Le nez jusqu'à présent plongé dans son bol de pâtes, il relève la tête et me regarde étrangement.
— Ne fais pas l'idiote. J'ai une chambre d'amis.
Direct et efficace. Plus nous échangeons, plus je me rends compte que c'est un homme totalement différent. Sa joie de vivre semble être en cavale après avoir kidnappé son sourire. Ne suis-je pas idiote de penser qu'il peut à nouveau se passer quelque chose entre nous ?
Sans me laisser le temps de réfléchir plus intensément à ma présence ici, Milo se lève, met nos deux bols vides dans l'évier et m'enjoint de le suivre d'un geste. Il était beaucoup plus bavard avant. Je le suis et le laisse m'entraîner dans un couloir peu éclairé. Il ouvre une porte et me laisse entrer dans ce qui semble être ma nouvelle chambre, composée d'un lit double, d'une commode et d'un petit bureau, tous faits d'un bois clair très apaisant. C'est simple et j'en ai besoin en ce moment.
— C'est parfait, merci. Je vais juste aller récupérer ma valise dans ma voiture et je te laisserai tranquille.
Il se tient dans l'embrasure de la porte et semble m'analyser. Il tend subitement la main vers moi avec une expression indéchiffrable sur le visage.
— Donne-moi tes clés, je m'en charge.
Il a changé mais il est toujours aussi galant. Je lui adresse un petit sourire et laisse tomber les clés de la voiture dans sa grande paume ouverte. Il fait alors demi-tour et me laisse un instant seule dans cette chambre. Sa sortie s'accompagne d'un long soupir de ma part. L'atmosphère n'est plus glaciale entre nous, elle est juste... étrange. Les larmes commencent à me monter aux yeux en réalisant que ces retrouvailles ne se sont vraiment pas déroulées comme je l'espérais. Bien sûr, cela aurait pu être pire.
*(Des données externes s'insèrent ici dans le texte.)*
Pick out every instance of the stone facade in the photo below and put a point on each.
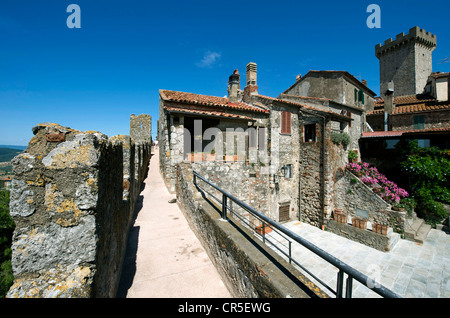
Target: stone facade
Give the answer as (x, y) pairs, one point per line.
(357, 200)
(72, 201)
(339, 86)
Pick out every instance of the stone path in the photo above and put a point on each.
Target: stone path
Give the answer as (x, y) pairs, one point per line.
(410, 269)
(164, 257)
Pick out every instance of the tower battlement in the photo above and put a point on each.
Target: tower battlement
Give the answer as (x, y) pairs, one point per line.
(416, 35)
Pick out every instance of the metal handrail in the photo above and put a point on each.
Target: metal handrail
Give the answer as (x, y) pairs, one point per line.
(351, 272)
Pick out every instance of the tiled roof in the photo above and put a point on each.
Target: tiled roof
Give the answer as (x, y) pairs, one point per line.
(206, 100)
(407, 100)
(287, 102)
(414, 108)
(203, 112)
(397, 133)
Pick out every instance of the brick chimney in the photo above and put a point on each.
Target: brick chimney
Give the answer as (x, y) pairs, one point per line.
(388, 104)
(234, 85)
(252, 87)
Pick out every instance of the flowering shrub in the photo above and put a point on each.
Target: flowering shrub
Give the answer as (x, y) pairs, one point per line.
(388, 190)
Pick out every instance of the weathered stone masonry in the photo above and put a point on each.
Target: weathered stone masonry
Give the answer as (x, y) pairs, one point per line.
(72, 200)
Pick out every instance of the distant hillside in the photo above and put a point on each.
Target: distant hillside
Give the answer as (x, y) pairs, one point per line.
(6, 154)
(13, 147)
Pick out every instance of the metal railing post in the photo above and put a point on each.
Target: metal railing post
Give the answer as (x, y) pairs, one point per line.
(349, 287)
(340, 284)
(343, 268)
(224, 206)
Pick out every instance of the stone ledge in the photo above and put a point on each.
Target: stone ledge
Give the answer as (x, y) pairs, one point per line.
(383, 243)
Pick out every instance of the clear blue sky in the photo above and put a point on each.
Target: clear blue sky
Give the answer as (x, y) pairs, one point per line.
(94, 77)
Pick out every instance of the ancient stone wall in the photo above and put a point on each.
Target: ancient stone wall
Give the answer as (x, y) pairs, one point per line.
(358, 200)
(249, 268)
(72, 201)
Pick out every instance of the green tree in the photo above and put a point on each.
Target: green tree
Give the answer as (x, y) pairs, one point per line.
(6, 230)
(428, 170)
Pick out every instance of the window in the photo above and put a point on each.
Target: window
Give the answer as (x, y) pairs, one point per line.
(283, 213)
(285, 122)
(261, 138)
(252, 137)
(310, 132)
(361, 96)
(257, 137)
(419, 122)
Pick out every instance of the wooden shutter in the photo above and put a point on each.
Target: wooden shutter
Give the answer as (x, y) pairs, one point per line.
(283, 214)
(261, 138)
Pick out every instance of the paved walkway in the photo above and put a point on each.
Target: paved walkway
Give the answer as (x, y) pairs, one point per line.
(164, 257)
(411, 270)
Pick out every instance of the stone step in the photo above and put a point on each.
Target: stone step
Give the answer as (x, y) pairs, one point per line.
(417, 231)
(422, 233)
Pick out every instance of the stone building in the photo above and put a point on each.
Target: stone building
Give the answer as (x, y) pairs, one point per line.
(285, 160)
(336, 91)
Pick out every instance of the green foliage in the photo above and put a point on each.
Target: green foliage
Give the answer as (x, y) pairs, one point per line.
(352, 155)
(6, 230)
(428, 170)
(6, 154)
(340, 138)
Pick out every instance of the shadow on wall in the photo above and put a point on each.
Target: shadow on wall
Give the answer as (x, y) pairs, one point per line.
(129, 263)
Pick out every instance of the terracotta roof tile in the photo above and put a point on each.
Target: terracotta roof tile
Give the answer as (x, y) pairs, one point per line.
(414, 108)
(206, 100)
(206, 112)
(407, 100)
(397, 133)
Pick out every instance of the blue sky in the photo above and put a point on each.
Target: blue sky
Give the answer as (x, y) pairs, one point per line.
(94, 77)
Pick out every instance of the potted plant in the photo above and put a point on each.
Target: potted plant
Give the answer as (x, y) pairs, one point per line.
(352, 156)
(263, 229)
(211, 156)
(359, 223)
(339, 216)
(379, 228)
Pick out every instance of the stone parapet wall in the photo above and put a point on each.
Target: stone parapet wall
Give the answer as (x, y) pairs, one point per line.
(356, 199)
(249, 268)
(72, 201)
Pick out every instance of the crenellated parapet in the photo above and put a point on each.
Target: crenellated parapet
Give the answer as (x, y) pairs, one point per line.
(416, 35)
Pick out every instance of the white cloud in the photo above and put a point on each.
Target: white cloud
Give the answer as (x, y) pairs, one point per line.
(209, 59)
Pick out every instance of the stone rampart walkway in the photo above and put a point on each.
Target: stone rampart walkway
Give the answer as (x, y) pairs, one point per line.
(164, 257)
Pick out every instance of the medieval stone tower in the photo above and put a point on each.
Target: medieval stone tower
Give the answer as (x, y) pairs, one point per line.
(407, 61)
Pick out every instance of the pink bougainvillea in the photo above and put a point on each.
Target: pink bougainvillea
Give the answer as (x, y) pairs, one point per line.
(370, 176)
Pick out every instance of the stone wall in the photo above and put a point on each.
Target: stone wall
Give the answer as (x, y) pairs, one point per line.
(356, 199)
(72, 201)
(435, 119)
(248, 267)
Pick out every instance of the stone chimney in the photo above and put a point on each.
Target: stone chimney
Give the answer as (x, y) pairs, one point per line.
(388, 104)
(448, 87)
(252, 87)
(234, 84)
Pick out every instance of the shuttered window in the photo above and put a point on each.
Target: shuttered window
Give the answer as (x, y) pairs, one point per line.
(283, 213)
(261, 138)
(285, 122)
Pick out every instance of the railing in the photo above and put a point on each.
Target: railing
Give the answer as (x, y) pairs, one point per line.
(289, 235)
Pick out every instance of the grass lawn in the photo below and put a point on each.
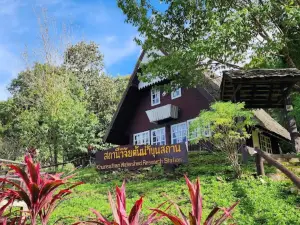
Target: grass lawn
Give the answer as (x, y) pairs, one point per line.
(262, 201)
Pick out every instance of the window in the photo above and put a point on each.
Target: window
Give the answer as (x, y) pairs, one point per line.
(142, 138)
(196, 133)
(178, 133)
(206, 131)
(265, 143)
(176, 93)
(158, 136)
(155, 97)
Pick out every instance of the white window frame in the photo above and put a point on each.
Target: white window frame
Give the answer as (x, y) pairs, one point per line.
(139, 134)
(207, 129)
(161, 138)
(173, 93)
(155, 91)
(265, 143)
(178, 124)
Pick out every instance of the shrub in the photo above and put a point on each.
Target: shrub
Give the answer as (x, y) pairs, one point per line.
(40, 192)
(195, 217)
(119, 212)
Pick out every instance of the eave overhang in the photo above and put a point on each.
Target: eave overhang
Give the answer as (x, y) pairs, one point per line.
(162, 113)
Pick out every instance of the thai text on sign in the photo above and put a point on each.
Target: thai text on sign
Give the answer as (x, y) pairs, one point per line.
(141, 156)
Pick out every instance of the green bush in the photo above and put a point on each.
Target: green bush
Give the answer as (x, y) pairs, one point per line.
(262, 201)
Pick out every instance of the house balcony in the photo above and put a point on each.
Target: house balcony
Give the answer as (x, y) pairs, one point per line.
(162, 113)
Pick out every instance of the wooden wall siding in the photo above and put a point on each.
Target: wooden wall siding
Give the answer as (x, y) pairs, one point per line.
(190, 103)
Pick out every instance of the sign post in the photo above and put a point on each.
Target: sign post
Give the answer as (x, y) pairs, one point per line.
(137, 156)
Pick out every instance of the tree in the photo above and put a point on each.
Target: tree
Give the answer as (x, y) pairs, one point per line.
(102, 91)
(53, 113)
(228, 124)
(85, 61)
(206, 34)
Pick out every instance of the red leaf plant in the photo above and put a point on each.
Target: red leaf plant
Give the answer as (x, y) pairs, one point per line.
(195, 217)
(41, 193)
(119, 212)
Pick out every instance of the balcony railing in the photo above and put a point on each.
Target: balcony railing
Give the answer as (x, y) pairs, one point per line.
(162, 113)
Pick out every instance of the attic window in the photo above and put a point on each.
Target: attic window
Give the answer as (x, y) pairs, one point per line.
(155, 97)
(176, 93)
(265, 143)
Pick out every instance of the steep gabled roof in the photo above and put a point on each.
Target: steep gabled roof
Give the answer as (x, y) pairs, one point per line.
(132, 84)
(130, 100)
(267, 122)
(210, 89)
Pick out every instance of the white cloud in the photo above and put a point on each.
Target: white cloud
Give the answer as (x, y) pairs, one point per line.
(9, 7)
(115, 53)
(10, 66)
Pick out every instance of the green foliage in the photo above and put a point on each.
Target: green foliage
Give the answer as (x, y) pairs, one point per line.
(228, 123)
(204, 35)
(53, 115)
(119, 213)
(60, 110)
(262, 201)
(195, 215)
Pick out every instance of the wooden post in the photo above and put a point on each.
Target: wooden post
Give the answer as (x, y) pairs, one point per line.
(244, 154)
(259, 165)
(292, 125)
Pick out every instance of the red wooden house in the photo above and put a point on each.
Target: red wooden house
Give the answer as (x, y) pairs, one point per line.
(148, 115)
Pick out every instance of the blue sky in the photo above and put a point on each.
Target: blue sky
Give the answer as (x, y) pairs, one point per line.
(100, 21)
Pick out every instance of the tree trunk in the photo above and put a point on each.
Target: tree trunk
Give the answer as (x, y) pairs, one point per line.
(55, 158)
(259, 165)
(283, 169)
(292, 125)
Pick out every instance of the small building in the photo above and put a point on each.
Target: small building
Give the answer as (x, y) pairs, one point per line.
(147, 115)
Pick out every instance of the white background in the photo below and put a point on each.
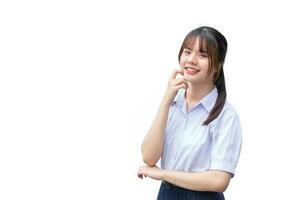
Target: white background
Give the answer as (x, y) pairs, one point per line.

Il ne m'a pas mise à la porte, m'a préparé à manger et m'offre maintenant le logis. Pourtant, alors que je pensais retrouver l'homme de ma vie, j'ai l'impression de faire face à un inconnu.
Je tente de réguler au mieux ma respiration, ne voulant pas qu'il me voit dans cet état-là. Il ne manquerait plus que je le fasse culpabiliser alors qu'il n'a rien demandé de tout ça... Je l'entends marcher lourdement dans le couloir et m'essuie rapidement une petite larme qui s'est échappée au dernier moment.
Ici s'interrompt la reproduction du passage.